Duarte Manuel Sarmento de Mendonça, plus connu sous le nom de Duarte Mendonça, est né à Lisbonne en 1931. Il fut un amateur de jazz dès 1944 par son immersion dans la «Big Band Era» avec des orchestres comme Glenn Miller, Tommy and Jimmy Dorsey, Harry James, Count Basie, Duke Ellington, puis le Boogie Woogie avec Pete Johnson/Albert Ammons et Meade Lux Lewis. Peu de temps après, il a découvert Miles Davis, Stan Getz, Dizzy Gillespie, Sonny Rollins, Thelonious Monk, Bud Powell, Art Blakey, Clifford Brown et tous les «Be-Bop Jazz Giants», le bebop restant sa période de prédilection.

C’est en 1974 qu’il devint, avec son mentor Luis Vilas-Boas, co-producteur de Cascais Jazz qui deviendra ensuite sous sa direction Estoril Jazz: Jazz on a Summer Day, en 1989. Il est aussi musicologue, conseiller artistique, producteur et promoteur de concerts et de festivals au Portugal sous la dénomination Projazz/DMProduçoes.

Duarte Mendonça a été l’un des pionniers du développement du jazz au Portugal, notamment à Cascais (qui jouxte Estoril), un lieu historique, car en novembre 1971 s’y est déroulé le premier festival de jazz au Portugal, qui apportait une grande bouffée d’air frais dans le marasme culturel de ce pays étouffé sous la dictature salazariste depuis 1932 –et après Salazar, mort en 1970, ce fut pire avec Caetano. Il a fallu la Révolution des Œillets du 25 avril 1974 pour que les Portugais retrouvent leur liberté. Donc pendant trois ans ce festival de Cascais a été un îlot de résistance, la foule (plus de 10000 personnes) venait s’y défouler en jazz. Il y eut d’autres personnages important pour le développement du jazz au Portugal dont Luis Vilas-Boas déjà cité et Jose Duarte entre autres, et Duarte Mendonça porta haut le flambeau des concerts publics, et continua  jusqu’en 2015 à produire ce bijou de festival qu’était Estoril Jazz.

M. et Mme Mendonça at Home © Serge Baudot


Tout n’a pas été rose dans cette longue carrière. A 85 ans, Duarte ne songeait pas à s’arrêter; il aime trop le jazz, le contact avec les musiciens, et l’action.
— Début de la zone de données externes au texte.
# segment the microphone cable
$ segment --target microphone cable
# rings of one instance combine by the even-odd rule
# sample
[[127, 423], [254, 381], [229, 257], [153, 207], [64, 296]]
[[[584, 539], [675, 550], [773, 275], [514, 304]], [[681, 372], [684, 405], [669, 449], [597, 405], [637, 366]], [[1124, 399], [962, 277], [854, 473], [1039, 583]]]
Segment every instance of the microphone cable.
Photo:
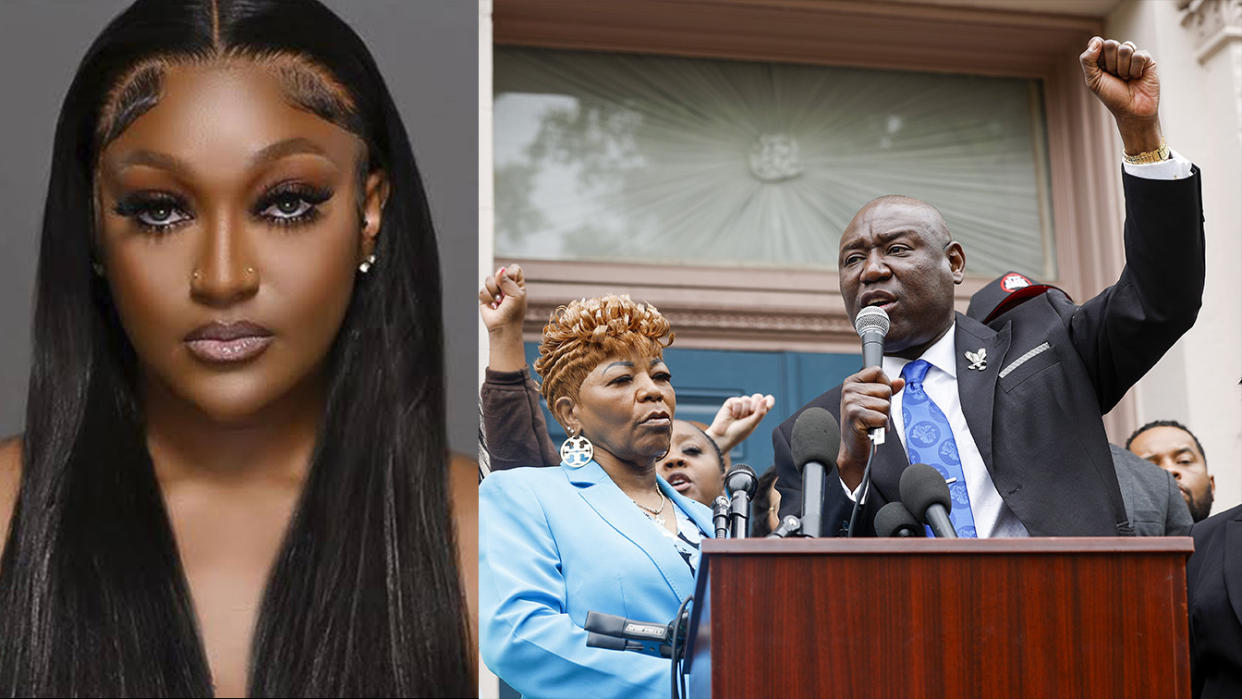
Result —
[[850, 526], [846, 529], [846, 539], [853, 539], [854, 525], [858, 524], [858, 513], [862, 512], [862, 505], [867, 502], [867, 494], [871, 493], [871, 462], [876, 458], [876, 449], [878, 448], [879, 444], [872, 442], [871, 449], [867, 451], [867, 466], [862, 469], [862, 488], [858, 489], [854, 507], [850, 510]]
[[689, 697], [686, 689], [686, 674], [682, 672], [682, 663], [686, 661], [683, 656], [686, 654], [686, 641], [681, 638], [682, 632], [682, 613], [686, 612], [686, 607], [694, 600], [694, 595], [682, 600], [682, 606], [677, 607], [677, 616], [673, 617], [673, 648], [669, 656], [672, 656], [672, 698], [682, 699], [683, 697]]

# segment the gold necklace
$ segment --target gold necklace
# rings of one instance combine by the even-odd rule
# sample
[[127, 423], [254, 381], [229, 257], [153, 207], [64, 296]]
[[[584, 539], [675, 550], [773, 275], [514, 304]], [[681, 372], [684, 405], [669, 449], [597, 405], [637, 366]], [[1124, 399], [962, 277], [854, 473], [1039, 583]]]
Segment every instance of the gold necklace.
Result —
[[648, 508], [647, 505], [640, 503], [638, 500], [636, 500], [633, 498], [630, 498], [630, 502], [633, 503], [633, 504], [636, 504], [636, 505], [638, 505], [638, 509], [641, 509], [642, 513], [646, 514], [647, 518], [650, 518], [651, 520], [653, 520], [656, 524], [658, 524], [661, 526], [664, 525], [666, 519], [664, 519], [664, 515], [662, 513], [664, 512], [664, 505], [668, 504], [668, 498], [664, 497], [664, 492], [663, 490], [660, 490], [660, 509], [658, 510], [653, 510], [653, 509]]

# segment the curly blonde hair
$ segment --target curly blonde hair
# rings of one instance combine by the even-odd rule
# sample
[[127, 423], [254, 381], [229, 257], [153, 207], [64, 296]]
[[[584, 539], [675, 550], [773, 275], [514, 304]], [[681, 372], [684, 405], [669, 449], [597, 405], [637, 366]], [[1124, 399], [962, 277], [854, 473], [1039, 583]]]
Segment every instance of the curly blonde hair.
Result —
[[668, 319], [655, 305], [627, 294], [573, 300], [544, 325], [535, 360], [539, 392], [549, 407], [561, 396], [576, 400], [586, 375], [606, 358], [636, 350], [658, 358], [671, 344]]

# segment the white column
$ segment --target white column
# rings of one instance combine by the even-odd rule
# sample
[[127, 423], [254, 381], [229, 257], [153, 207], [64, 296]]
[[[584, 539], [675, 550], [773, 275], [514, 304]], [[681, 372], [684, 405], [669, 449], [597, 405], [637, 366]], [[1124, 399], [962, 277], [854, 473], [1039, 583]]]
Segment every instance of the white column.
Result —
[[1125, 0], [1105, 26], [1151, 51], [1165, 139], [1203, 171], [1203, 307], [1135, 391], [1139, 423], [1179, 420], [1202, 442], [1221, 512], [1242, 503], [1242, 0]]
[[[482, 282], [492, 271], [492, 231], [496, 207], [492, 199], [492, 0], [478, 0], [478, 268]], [[487, 328], [478, 323], [478, 384], [487, 366]], [[479, 453], [479, 461], [484, 456]], [[481, 513], [482, 516], [482, 513]], [[478, 657], [478, 695], [494, 699], [501, 694], [499, 680]]]

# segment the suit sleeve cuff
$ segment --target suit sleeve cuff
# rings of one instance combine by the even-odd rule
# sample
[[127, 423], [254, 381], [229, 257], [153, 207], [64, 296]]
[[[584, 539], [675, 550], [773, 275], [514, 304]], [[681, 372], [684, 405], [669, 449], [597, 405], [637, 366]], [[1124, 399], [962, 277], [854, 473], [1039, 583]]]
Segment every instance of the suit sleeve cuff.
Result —
[[1130, 165], [1123, 160], [1122, 168], [1126, 174], [1145, 180], [1185, 180], [1190, 176], [1191, 163], [1176, 150], [1170, 150], [1167, 160], [1146, 165]]

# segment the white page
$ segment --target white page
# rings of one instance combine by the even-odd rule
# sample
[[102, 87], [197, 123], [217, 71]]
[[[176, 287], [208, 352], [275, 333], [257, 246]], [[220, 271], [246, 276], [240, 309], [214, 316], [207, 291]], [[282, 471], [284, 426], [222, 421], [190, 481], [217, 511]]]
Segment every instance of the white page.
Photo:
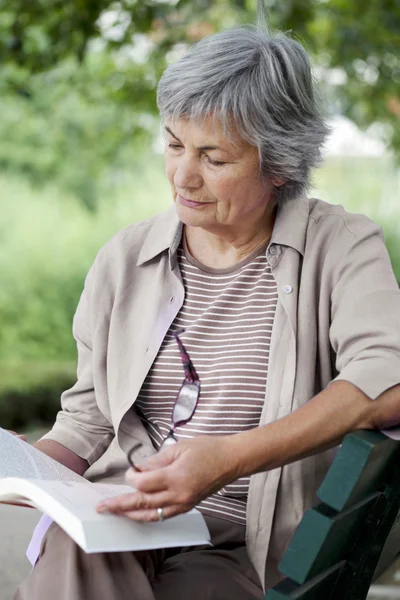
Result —
[[50, 456], [0, 428], [0, 477], [80, 481], [86, 479]]

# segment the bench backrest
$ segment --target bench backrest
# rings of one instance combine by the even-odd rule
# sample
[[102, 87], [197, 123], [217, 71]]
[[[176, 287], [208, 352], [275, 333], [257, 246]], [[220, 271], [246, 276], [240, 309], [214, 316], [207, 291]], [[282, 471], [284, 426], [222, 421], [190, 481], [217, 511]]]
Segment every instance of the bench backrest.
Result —
[[400, 553], [400, 442], [347, 435], [282, 558], [266, 600], [363, 600]]

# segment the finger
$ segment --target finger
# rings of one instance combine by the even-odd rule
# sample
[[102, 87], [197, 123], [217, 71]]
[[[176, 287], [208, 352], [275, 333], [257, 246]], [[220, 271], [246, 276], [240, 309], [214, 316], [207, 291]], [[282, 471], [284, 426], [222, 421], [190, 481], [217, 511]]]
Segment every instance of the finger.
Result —
[[158, 494], [124, 494], [117, 498], [108, 498], [97, 505], [98, 512], [127, 512], [156, 509], [159, 506], [171, 504], [173, 500], [168, 492]]
[[[183, 514], [191, 510], [193, 506], [185, 504], [174, 504], [163, 508], [164, 519], [170, 519], [177, 515]], [[145, 523], [160, 521], [158, 509], [152, 510], [135, 510], [124, 513], [124, 517], [128, 517], [131, 521], [143, 521]]]
[[128, 469], [125, 479], [136, 490], [146, 493], [160, 492], [169, 487], [168, 472], [165, 469], [142, 471], [141, 473]]
[[157, 454], [149, 456], [146, 458], [145, 462], [141, 463], [141, 471], [150, 471], [168, 467], [168, 465], [173, 463], [177, 458], [176, 450], [177, 446], [174, 445], [172, 448], [164, 448], [162, 452], [157, 452]]

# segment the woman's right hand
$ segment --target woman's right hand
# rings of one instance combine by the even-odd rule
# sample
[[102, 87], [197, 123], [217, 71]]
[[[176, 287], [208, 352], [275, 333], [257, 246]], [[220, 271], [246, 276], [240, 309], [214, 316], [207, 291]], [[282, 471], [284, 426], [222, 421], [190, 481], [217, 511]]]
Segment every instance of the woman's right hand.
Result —
[[11, 429], [6, 429], [6, 431], [7, 431], [8, 433], [11, 433], [11, 435], [15, 435], [17, 438], [19, 438], [20, 440], [23, 440], [24, 442], [27, 442], [27, 441], [28, 441], [28, 439], [27, 439], [26, 435], [19, 434], [19, 433], [17, 433], [16, 431], [11, 431]]

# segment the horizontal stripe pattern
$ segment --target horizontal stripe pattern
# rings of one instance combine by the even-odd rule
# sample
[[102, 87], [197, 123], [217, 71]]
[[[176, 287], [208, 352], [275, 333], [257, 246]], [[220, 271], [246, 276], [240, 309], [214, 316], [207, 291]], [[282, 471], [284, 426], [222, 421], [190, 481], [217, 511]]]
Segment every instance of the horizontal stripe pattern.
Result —
[[[278, 300], [265, 252], [223, 271], [202, 267], [186, 248], [179, 248], [178, 261], [184, 304], [135, 404], [157, 449], [171, 428], [172, 410], [184, 379], [173, 336], [173, 331], [180, 329], [201, 392], [192, 419], [176, 429], [176, 437], [230, 435], [258, 427]], [[249, 481], [243, 477], [225, 486], [198, 508], [244, 524]]]

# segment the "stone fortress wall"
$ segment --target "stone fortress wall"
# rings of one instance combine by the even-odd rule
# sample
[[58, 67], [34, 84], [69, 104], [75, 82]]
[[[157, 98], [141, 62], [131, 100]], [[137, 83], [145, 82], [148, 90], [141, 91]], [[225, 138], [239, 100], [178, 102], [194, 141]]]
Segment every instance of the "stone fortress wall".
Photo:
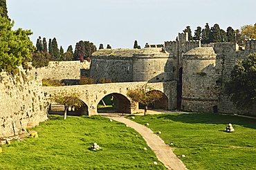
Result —
[[44, 78], [80, 79], [86, 75], [121, 82], [170, 82], [167, 88], [176, 92], [174, 108], [256, 114], [253, 108], [237, 110], [223, 93], [236, 62], [256, 52], [256, 40], [247, 40], [245, 50], [238, 50], [234, 43], [201, 44], [200, 41], [188, 39], [187, 35], [179, 34], [177, 41], [164, 45], [148, 45], [140, 50], [100, 50], [93, 54], [91, 62], [50, 62], [47, 67], [32, 69], [30, 75], [21, 69], [17, 79], [1, 73], [0, 138], [25, 133], [26, 128], [47, 119], [40, 82]]
[[12, 78], [0, 73], [0, 138], [26, 133], [47, 119], [44, 93], [40, 83], [21, 68]]
[[[121, 82], [175, 81], [178, 93], [175, 97], [180, 108], [199, 112], [256, 113], [237, 110], [223, 93], [225, 82], [236, 62], [256, 51], [255, 39], [247, 40], [245, 50], [239, 50], [235, 43], [201, 44], [200, 41], [188, 41], [188, 35], [179, 33], [177, 41], [147, 44], [146, 47], [102, 49], [93, 54], [90, 66], [89, 63], [84, 66], [77, 62], [64, 62], [51, 64], [51, 69], [42, 70], [44, 69], [44, 77], [47, 77], [57, 69], [64, 75], [62, 79], [79, 79], [82, 70], [79, 68], [83, 68], [86, 69], [87, 76], [95, 80], [104, 77]], [[77, 68], [74, 69], [75, 66]], [[68, 67], [73, 67], [72, 71]], [[71, 74], [76, 71], [75, 76]], [[42, 75], [39, 73], [37, 70], [37, 74]]]
[[35, 79], [52, 79], [57, 80], [80, 79], [81, 73], [89, 75], [90, 62], [84, 60], [67, 62], [50, 62], [49, 65], [42, 68], [33, 68], [30, 75]]

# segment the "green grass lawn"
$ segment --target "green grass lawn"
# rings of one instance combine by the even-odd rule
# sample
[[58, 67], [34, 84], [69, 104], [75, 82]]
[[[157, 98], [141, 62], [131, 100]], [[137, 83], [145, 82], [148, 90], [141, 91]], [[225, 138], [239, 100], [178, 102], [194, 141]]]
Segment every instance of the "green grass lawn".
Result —
[[33, 130], [39, 138], [2, 146], [0, 169], [166, 169], [137, 132], [105, 117], [51, 116]]
[[[133, 115], [134, 116], [134, 115]], [[256, 169], [256, 120], [213, 113], [135, 116], [149, 123], [190, 169]], [[235, 131], [224, 132], [231, 123]]]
Un petit budget, une entreprise familiale avec sa femme qui le soutient et l’aide concrètement, ainsi que ses enfants qui se partagent les diverses et lourdes tâches inhérentes au bon déroulement des journées festivalières, avaient suffi pour en arriver à cette réussite. Avec, bien sûr, des aides financières et matérielles des collectivités et de quelques mécènes.

Duarte Mendonça entre Uri Caine et Dave Douglas © Serge BaudotDuarte Mendonça représente 70 ans de jazz, car, depuis l’âge de 15 ans, il écoute et collectionne tout ce qui concerne cette musique. Il possède 10000 disques et probablement la plus grande collection de vinyles du pays, des centaines de livres et de revues, dont toute la collection de Jazz Hot. Son plus cher désir serait de pouvoir créer une fondation pour mettre ce trésor à l’abri et l’offrir à la curiosité du public.

Ce sont plus de 1000 musiciens qu’il a programmés dont la plupart sont les phares de cette musique. Citons parmi les grands disparus Dizzy Gillespie, Miles Davis, Benny Carter, Charles Mingus, Art Blakey, Dexter Gordon, Sonny Rollins, Chet Baker, Freddie Hubbard…La liste est trop longue. C’est plus de 45 ans de jazz sur scène!

Duarte Mendonça défend le jazz des créateurs américains, sans bien sûr ignorer les autres musiciens de jazz, car dit-il : «Le jazz est né aux Etats-Unis, c’est là qu’étaient les premiers créateurs, c’étaient des Afro-Américains, comme on dit maintenant. Mais j’ai aussi beaucoup aimé les jazzmen blancs comme Gene Krupa, Harry James ou encore Glenn Miller. Et vous le savez peut-être, le fondateur de votre revue qui défend le même jazz que moi, Charles Delaunay, est venu ici, il était l'ami de Luis Vilas-Boas.»

Souhaitons à Duarte Mendonça une retraite sereine en écoutant la musique de sa vie, et qu’il puisse réaliser son désir de fondation, un signe de son éternelle générosité.